An increase in skilled migration would not solve Australia’s labour shortages overnight, according to the government.

Treasurer Jim Chalmers says it’s a good idea to temporarily double the number of skilled migration places to 200,000 to deal with critical labour shortages. The federal government is planning a jobs summit to find common ground with the private sector.

Business groups have pushed for an increase in the number of immigrants allowed in because almost every industry is having trouble finding workers.

Mr. Chalmers told the ABC News that a lack of workers was “really putting the brakes on” the economy.

“Certainly, I think that as we come out of that COVID period when migration was mostly stopped, that should be a chance to think about the best mix of migration as the programme picks up speed again,” Mr. Chalmers said.

“This is something we’re talking about with business.

“But I would warn people not to think that migration is the answer to all of our economic problems, and it shouldn’t be a substitute for training Australians.”

Sally McManus, the secretary of the Australian Council of Trade Unions, said that any changes to migration must give migrants opportunities instead of taking advantage of them.

Ms. McManus said, “Our immigration system should give workers who want to make a better life for themselves and their families in this country a chance to do so, not make it easier for wage theft and exploitation to happen on a large scale.”

The Australian Retailers Association said on Monday that businesses are still worried about labour and skill shortages, even though inflation is going up, there are problems with the supply chain, and fuel and energy costs are going up.

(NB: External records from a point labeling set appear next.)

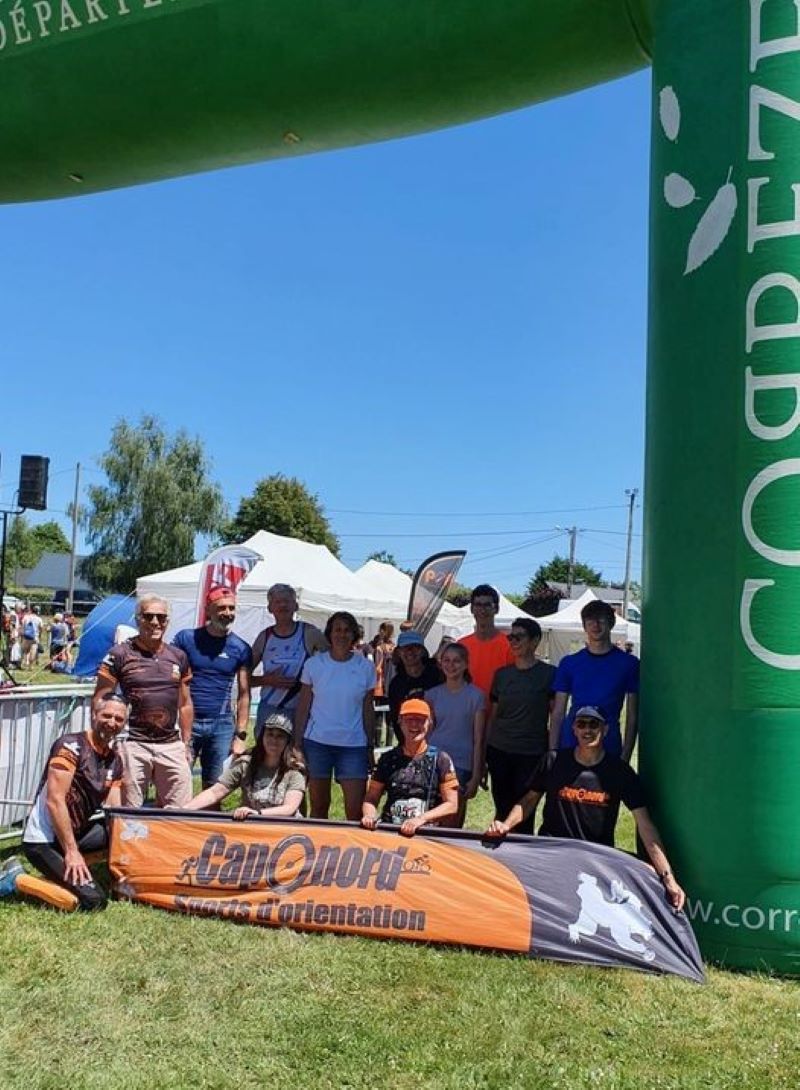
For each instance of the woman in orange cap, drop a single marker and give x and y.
(419, 780)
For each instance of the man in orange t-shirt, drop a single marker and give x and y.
(487, 646)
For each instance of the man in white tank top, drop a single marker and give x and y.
(279, 653)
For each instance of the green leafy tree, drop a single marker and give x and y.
(282, 506)
(557, 571)
(49, 537)
(157, 499)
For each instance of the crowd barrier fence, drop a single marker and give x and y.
(31, 721)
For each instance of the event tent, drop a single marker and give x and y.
(324, 584)
(99, 631)
(562, 631)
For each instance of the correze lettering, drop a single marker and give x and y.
(776, 285)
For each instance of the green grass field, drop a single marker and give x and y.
(136, 998)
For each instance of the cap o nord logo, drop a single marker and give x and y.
(293, 862)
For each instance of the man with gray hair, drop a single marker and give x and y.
(154, 678)
(280, 652)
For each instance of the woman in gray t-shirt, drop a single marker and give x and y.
(270, 775)
(459, 715)
(519, 711)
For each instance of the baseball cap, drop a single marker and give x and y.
(415, 706)
(277, 721)
(589, 712)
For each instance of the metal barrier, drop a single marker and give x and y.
(31, 721)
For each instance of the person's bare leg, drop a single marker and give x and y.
(353, 791)
(319, 797)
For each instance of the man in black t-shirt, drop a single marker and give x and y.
(420, 782)
(83, 773)
(583, 788)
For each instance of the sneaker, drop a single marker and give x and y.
(9, 875)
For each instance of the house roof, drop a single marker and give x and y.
(52, 572)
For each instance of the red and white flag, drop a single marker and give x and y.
(428, 591)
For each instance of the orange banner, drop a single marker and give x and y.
(318, 876)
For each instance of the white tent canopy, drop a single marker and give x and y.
(324, 584)
(388, 580)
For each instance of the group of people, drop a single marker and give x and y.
(484, 707)
(25, 633)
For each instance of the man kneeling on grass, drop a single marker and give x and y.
(83, 772)
(583, 787)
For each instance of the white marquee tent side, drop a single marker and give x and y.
(562, 631)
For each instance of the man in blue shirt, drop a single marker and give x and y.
(218, 658)
(598, 675)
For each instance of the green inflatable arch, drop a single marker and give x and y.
(108, 93)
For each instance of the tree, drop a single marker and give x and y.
(157, 499)
(384, 557)
(557, 571)
(20, 547)
(25, 544)
(49, 537)
(283, 506)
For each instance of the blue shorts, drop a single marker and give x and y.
(464, 775)
(346, 762)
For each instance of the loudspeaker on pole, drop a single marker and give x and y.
(33, 482)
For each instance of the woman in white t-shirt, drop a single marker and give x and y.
(270, 776)
(335, 718)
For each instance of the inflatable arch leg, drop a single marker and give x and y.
(722, 656)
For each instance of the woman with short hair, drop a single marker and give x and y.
(459, 724)
(335, 718)
(270, 775)
(419, 779)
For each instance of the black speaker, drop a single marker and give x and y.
(33, 482)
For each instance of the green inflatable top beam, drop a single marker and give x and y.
(99, 94)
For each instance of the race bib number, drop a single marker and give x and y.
(402, 809)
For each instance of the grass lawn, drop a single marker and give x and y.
(137, 998)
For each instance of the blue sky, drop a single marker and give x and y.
(444, 337)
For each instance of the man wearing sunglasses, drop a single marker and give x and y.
(582, 788)
(218, 658)
(154, 678)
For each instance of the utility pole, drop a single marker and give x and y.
(631, 494)
(571, 570)
(71, 591)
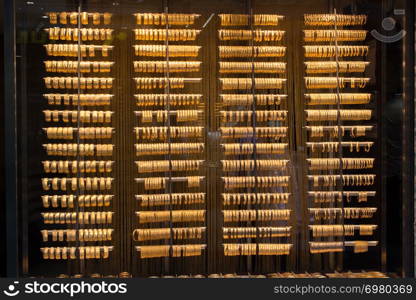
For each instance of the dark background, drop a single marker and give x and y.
(2, 171)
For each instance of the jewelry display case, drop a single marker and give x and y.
(202, 138)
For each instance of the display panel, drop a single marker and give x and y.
(231, 137)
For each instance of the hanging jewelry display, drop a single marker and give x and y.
(170, 137)
(254, 137)
(78, 126)
(338, 115)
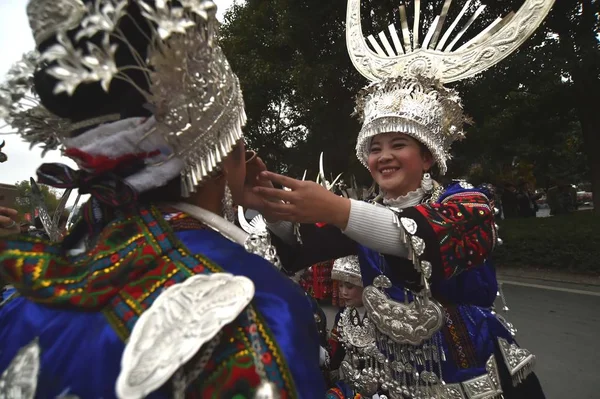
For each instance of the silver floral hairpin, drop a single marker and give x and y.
(195, 97)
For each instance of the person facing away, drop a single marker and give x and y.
(152, 294)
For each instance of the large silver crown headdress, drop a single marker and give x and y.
(347, 269)
(195, 97)
(407, 95)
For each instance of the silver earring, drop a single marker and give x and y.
(427, 183)
(228, 212)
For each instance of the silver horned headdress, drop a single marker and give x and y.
(195, 97)
(406, 94)
(347, 269)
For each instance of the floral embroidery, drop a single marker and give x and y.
(463, 225)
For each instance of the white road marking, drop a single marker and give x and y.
(551, 288)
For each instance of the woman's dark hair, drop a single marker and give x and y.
(89, 100)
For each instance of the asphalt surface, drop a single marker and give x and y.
(560, 324)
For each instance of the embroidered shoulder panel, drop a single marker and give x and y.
(463, 226)
(230, 370)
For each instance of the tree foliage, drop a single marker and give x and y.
(299, 87)
(24, 203)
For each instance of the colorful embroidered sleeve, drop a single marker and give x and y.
(454, 235)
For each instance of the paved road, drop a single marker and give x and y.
(561, 326)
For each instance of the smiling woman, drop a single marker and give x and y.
(424, 250)
(167, 299)
(397, 162)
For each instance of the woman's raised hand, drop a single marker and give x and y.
(303, 202)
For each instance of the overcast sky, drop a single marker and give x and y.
(16, 39)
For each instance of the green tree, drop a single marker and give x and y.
(24, 203)
(299, 86)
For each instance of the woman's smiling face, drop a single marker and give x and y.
(397, 162)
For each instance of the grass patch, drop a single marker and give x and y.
(567, 243)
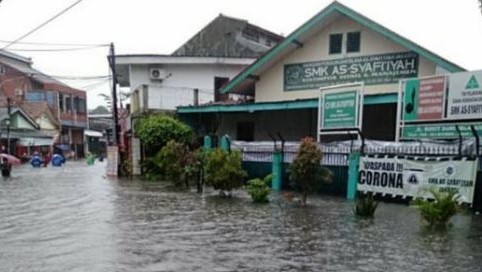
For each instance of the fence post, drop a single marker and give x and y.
(225, 143)
(277, 170)
(354, 163)
(208, 142)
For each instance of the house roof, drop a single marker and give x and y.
(222, 38)
(36, 109)
(246, 78)
(14, 110)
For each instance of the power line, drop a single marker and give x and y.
(55, 44)
(44, 23)
(57, 49)
(67, 77)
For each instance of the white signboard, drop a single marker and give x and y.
(340, 108)
(465, 95)
(112, 160)
(414, 178)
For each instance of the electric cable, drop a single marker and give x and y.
(56, 44)
(44, 23)
(57, 49)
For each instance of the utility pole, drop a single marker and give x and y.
(115, 131)
(9, 111)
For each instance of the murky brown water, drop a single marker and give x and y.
(74, 219)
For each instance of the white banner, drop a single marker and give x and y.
(465, 95)
(413, 178)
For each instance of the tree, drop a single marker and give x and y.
(156, 130)
(223, 170)
(172, 161)
(306, 167)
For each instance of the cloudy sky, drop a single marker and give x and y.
(450, 28)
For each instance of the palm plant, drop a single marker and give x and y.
(365, 206)
(439, 211)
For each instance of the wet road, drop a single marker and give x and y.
(74, 219)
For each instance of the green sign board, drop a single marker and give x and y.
(340, 110)
(372, 70)
(439, 131)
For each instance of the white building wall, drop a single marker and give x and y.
(270, 86)
(177, 89)
(45, 123)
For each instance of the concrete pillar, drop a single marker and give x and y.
(208, 142)
(226, 143)
(354, 165)
(277, 170)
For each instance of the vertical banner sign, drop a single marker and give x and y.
(465, 95)
(424, 99)
(414, 178)
(340, 109)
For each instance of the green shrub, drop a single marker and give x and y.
(194, 167)
(172, 161)
(150, 169)
(305, 169)
(223, 170)
(439, 211)
(259, 189)
(156, 130)
(365, 206)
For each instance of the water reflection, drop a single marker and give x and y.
(75, 219)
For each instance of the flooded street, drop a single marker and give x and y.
(74, 219)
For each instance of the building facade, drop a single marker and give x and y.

Paul Zahra, the head of the ARA, said, “The problem affects everyone, from the smallest cafes to the biggest multinationals.”

“Around the country, there are almost 500,000 open jobs, including over 40,000 in retail trade alone.”

A recent OECD report found that Australia had the second-worst shortage of workers among developed countries.

Employee Benefit Agreements (EBAs) are being ripped apart by labour unions

But even though businesses are worried about a lack of workers, unions have said that their main goal at the national jobs summit in September will be to change the way business and labour relations work.

In particular, the ACTU has asked that businesses no longer be able to end enterprise bargaining agreements on their own.

The Treasurer agreed that EBAs need to be looked at again and said that the problem had caused wages to stay the same for the past 10 years.

Mr. Chalmers said, “The breaking of agreements has been a problem with the way we deal with work for a long time.”

Even though there were some disagreements at first, Mr. Chalmers said that the upcoming jobs summit would be a chance to find common ground instead of making things worse.

Deputy Opposition Leader Sussan Ley made fun of the upcoming summit by calling it a “Labor talkfest” that would boost sales of Post-It notes at stationery stores and “that’s about it.”

Mr. Chalmers didn’t agree with what was said.

“These people have had a decade to bring people together for the sake of the national economy, but they haven’t done it,” he said.

Since there is only room for 100 people on the guest list for the summit, Mr. Chalmers said that the opposition would have to show that it would be helpful for them to be there.

The Treasurer didn’t say for sure if independents or other parties would be invited to the summit, but he did say that the government would make sure they could contribute.